Oh heavens, how did you cope, you poor lamb? Well, it was a bit of a faff getting the garden hose out to the street, but after that, plain sailing. In fact, it was really enjoyable, largely because I’d forgotten how much you discover about a car when you have to rub your hand over every panel.
The family car’s a Jaguar I-Pace and, like most electric cars, its design has spent a long time being tweaked and toned for maximum aerodynamic efficiency to the benefit of range. If you’ve ever wondered why the I-Pace’s front wings and bodysides are curvy in the voluptuous Jaguar tradition but its back is quite boxy, it’s because a tapering, soft tail isn’t good for drag. The surprisingly hard edges at the rear corners of the car are to present a clean, efficient breakaway point for the air passing over the car. They feel quite good under a sponge too. I found this out last week.
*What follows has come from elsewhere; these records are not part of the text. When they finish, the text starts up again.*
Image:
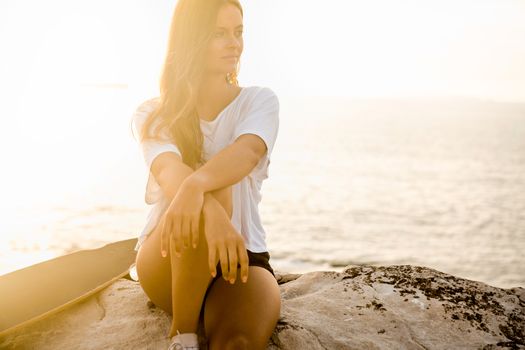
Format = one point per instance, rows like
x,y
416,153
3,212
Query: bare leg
x,y
178,285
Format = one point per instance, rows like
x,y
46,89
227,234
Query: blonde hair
x,y
192,27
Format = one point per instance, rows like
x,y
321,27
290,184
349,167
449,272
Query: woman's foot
x,y
184,341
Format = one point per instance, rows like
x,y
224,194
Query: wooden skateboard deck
x,y
40,290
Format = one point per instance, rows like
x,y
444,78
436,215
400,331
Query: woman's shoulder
x,y
259,93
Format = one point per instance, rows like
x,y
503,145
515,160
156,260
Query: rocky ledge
x,y
363,307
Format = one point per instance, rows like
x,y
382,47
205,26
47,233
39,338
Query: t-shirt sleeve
x,y
151,149
261,119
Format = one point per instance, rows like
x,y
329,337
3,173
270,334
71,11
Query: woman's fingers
x,y
232,253
195,230
244,261
223,254
212,258
185,231
176,234
164,242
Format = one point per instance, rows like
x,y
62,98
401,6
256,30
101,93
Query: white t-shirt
x,y
254,111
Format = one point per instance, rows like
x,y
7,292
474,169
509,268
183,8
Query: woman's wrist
x,y
211,205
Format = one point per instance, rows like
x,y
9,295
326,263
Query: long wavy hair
x,y
192,27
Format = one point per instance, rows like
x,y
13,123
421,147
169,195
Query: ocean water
x,y
435,183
There’s other aero cleverness I’d noticed before but never caressed, such as the hidden slot at the top of the fake grille that fires air through the bonnet, out of the duct on its top, and over the windscreen. It’s a really neat detail, as is the corresponding gap under the rear wing so that the air can swoop over the roof and smoothly down across the rear screen before cleanly leaving at the little lip that defines the edge of the boot panel.
Sponging away at the interesting wind tunnel work on an electric car is one thing, but there’s another pleasure about washing your own car that my idle hands had forgotten. Sweeping a sponge across panels allows you to appreciate their sculpting and get a feel – quide liderally – for the work that went into forming and finessing their surfaces over days and weeks of gentle carving at the clay model. At least, that’s how it used to be.
There’s a great deal that can be achieved in the virtual environment now, to the extent that it’s entirely possible to design the outer shell of a car without making a full-size model at all. Polish the design in a computer, create realistic VR scenes of it on the road for management to sign off on, and a real-life rendition of the car doesn’t appear until the first visually representative prototype. The Lamborghini Huracán was created this way. A car designer mate says the trained eye can spot this because some of the transitions between surfaces are imperfect and would have been sorted by a half-decent clay modelling team. Another designer says the McLaren 12C has a ‘stiffness’ that betrays an absence of human hands on its surfaces.
But technology moves fast. Thirty years ago computers could digitise a shape and smooth out the unevenness that once made all cars slightly asymmetrical, but the curves of at least one ’90s design proved too complicated for the computers to read when the clay model was scanned. They’re way more sophisticated now, but clay has its place. Mazda is currently turning out some of the most subtly sculpted design work in the car world and it’s said to be committed to working in clay. Just last year, Jaguar opened a new design studio with space to work on 20 clay models at once, suggesting the maker of my I-Pace hasn’t abandoned the idea of finessing a design by hand.
I hope not. Sweating over the subtleties of surfacing in clay may seem old-fashioned. But, as I’ve recently rediscovered, it might make a car nicer to wash.